With today's Jefferson Davis Parkway renaming approval, and the newly-created Street Renaming Commission, the Council and the entire city are taking great strides to right the wrongs of the past and create a more inclusive and welcoming community for future generations.
Voters to Consider Millages to Support Infrastructure, Housing, Education & More
The Council adopted Resolution R-20-266, calling for a special election on December 5, 2020, to approve several millages in lieu of those previously approved by voters to support citywide infrastructure, housing, economic development, and early childhood education needs.
The resolution includes the following millage propositions that will be up for a vote:
- CITYWIDE MILLAGE PROPOSITION #1: PUBLIC INFRASTRUCTURE
Authorizing the City to levy a special tax of 2.619 mills for 20 years (estimated at $10,500,000 in the first year) with the proceeds dedicated to the payment of debt service obligations and public infrastructure projects across New Orleans, such as repairing, improving, maintaining and operating streets and bridges, surface and subsurface drainage systems and stormwater management facilities, as well as public buildings and safety facilities.

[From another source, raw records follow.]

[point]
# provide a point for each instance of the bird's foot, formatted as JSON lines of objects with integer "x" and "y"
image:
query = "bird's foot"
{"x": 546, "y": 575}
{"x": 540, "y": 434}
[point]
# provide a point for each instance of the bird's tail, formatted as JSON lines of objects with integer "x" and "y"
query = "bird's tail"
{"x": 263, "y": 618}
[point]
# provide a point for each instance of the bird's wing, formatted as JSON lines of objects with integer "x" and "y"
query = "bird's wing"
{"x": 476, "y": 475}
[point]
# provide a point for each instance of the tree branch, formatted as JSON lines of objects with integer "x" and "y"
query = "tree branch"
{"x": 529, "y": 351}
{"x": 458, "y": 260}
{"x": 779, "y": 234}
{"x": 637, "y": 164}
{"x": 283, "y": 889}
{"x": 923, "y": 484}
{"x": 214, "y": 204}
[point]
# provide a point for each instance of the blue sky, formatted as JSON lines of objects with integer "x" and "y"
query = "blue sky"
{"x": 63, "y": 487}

- CITYWIDE MILLAGE PROPOSITION #2: LIBRARY & EARLY CHILDHOOD EDUCATION
Authorizing the City to levy a special tax of 0.987 mills for 20 years (estimated at $4,000,000 in the first year) with the proceeds allocated to constructing, improving, maintaining and operating public libraries, early childhood education facilities and related programs.
- CITYWIDE MILLAGE PROPOSITION #3: HOUSING & ECONOMIC DEVELOPMENT
Authorizing the City, over the course of twenty years, to levy special taxes of a.) 1.05 mills (estimated at $4,250,000 in the first year) for the purpose of constructing, acquiring, improving, maintaining and operating affordable housing facilities and alleviating urban blight; and b.) 1.164 mills (estimated at $4,600,000 in the first year) to be used to support economic development activities in New Orleans, provided that a portion of the monies collected be remitted to certain state and statewide retirement systems.
Measures Passed to Address Public Defender's Office Funding and Unfairness of Court Fee Collection Gains
Following favorable support from the Criminal Justice Committee earlier this week, the Council approved two significant items, delivering on a commitment to thoughtfully examine the City's criminal legal system for opportunities to reduce inequity.
Ordinance 33,093 attempts to reduce the funding disparity whereby the District Attorney's Office receives two dollars in City funds for every dollar received by the Public Defender's Office, not including the significant in-kind support provided to the City's prosecutors and the supplemental resources of the Police Department.
"The ongoing funding crisis at the New Orleans Public Defender's Office is unacceptable," said Councilmember-At-Large and Criminal Justice Committee Chair Jason Williams. "This 'ordinary injustice,' which has been normalized in courts across this country, often leads to life-disrupting, costly and deadly outcomes we can no longer allow to continue."
Resolution R-20-192 states the Council's objection to the continuation of the "user-pay" system that has existed for generations and incentivizes the transition away from the oppressive culture that has permeated the system for decades.
"Today's resolution showed this Council's commitment to hearing and acting upon the desires of those that filled the streets of cities and towns across the country this summer," said District "C" Councilmember Kristin Gisleson Palmer. "We must make real structural changes to our criminal justice system if we are ever going to see progress. Eliminating overly punitive fines and fees is an important step in that process."